The talks were centred on reforming FFA's congress, which elects the FFA board and sets a path for the sport in Australia.
With 10 members - nine state and territory bodies and an A-League representative - Australia's congress is the smallest of any FIFA-affiliated nation, leading the world body to request broader representation.
FIFA set the reform request, given the small make-up of the congress and the transition of power in November 2015 from previous chairman Frank Lowy to his son Steven.
The reform challenge has been taken up with gusto by power-starved groups.
A-League clubs are hungry to gain more seats at the table, believing their investment earns them the right to a louder say in how the sport is run.

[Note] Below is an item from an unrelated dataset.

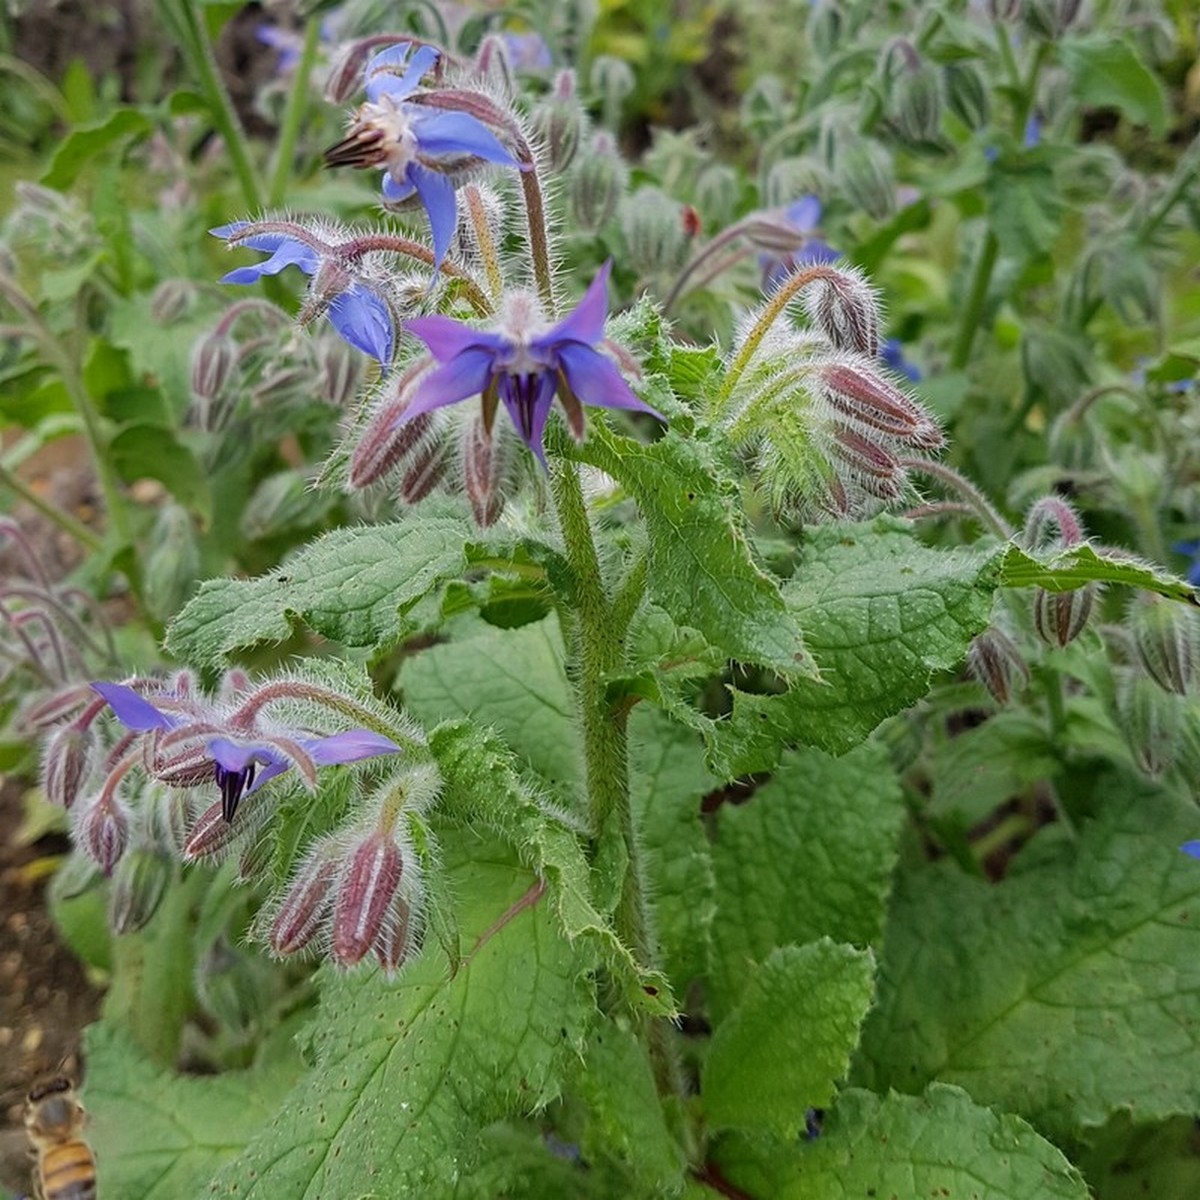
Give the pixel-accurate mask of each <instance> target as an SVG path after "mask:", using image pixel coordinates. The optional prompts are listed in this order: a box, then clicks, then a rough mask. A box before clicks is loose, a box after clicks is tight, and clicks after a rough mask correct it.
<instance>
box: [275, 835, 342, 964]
mask: <svg viewBox="0 0 1200 1200" xmlns="http://www.w3.org/2000/svg"><path fill="white" fill-rule="evenodd" d="M335 856H336V847H335V846H334V845H332V844H331V842H328V841H326V842H322V844H319V845H318V846H317V847H314V848H313V851H312V852H310V854H308V857H307V858H306V859H305V860H304V863H302V864H301V865H300V869H299V870H298V871H296V874H295V877H294V878H293V880H292V882H290V883H289V884H288V889H287V892H284V893H283V899H282V901H281V902H280V906H278V910H277V911H276V912H275V916H274V917H272V919H271V925H270V929H269V930H268V934H266V941H268V943H269V944H270V947H271V949H272V950H274V952H275V953H276V954H295V953H296V952H298V950H302V949H304V948H305V947H307V946H308V944H310V943H311V942H312V940H313V938H314V937H316V936H317V934H318V931H319V930H320V928H322V925H323V924H324V923H325V919H326V918H328V916H329V913H330V911H331V908H332V901H334V883H335V881H336V878H337V863H336V858H335Z"/></svg>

Other interests - including the players, women's football and referees - would also like more influence.
FIFA had put a March 31 deadline on the request, a date that looks unlikely to be met after Friday's stalemate.
At the very least, the ongoing power play will cast a shadow over the crunch 2018 FIFA World Cup qualifier with United Arab Emirates on Tuesday week (March 28) in Sydney.
It's understood FFA hasn't closed the door on reaching a resolution on a new Congress model, which will need to be signed off at an extraordinary general meeting.
While eight of the Congress must agree to the reforms for them to pass, a new model will need to satisfy other parties - particularly A-League clubs - to end ongoing hostilities.
The FFA board has just 14 days to pull off that delicate negotiation.
"Everyone was able to explain their position today as part of a frank and very constructive discussion," Lowy said in a statement.
"There was discussion on many points, including the relevance of intended changes to the ownership and operating model of the Hyundai A-League to the make-up of an expanded Congress.
"On the few matters where different views are held, everyone at the meeting agreed to go back to their own boards to consider the path forward.
"Discussions will continue next week."
It's understood parties to the discussions agreed to keep the content of the talks confidential, contradicting previous pledges for a transparent process.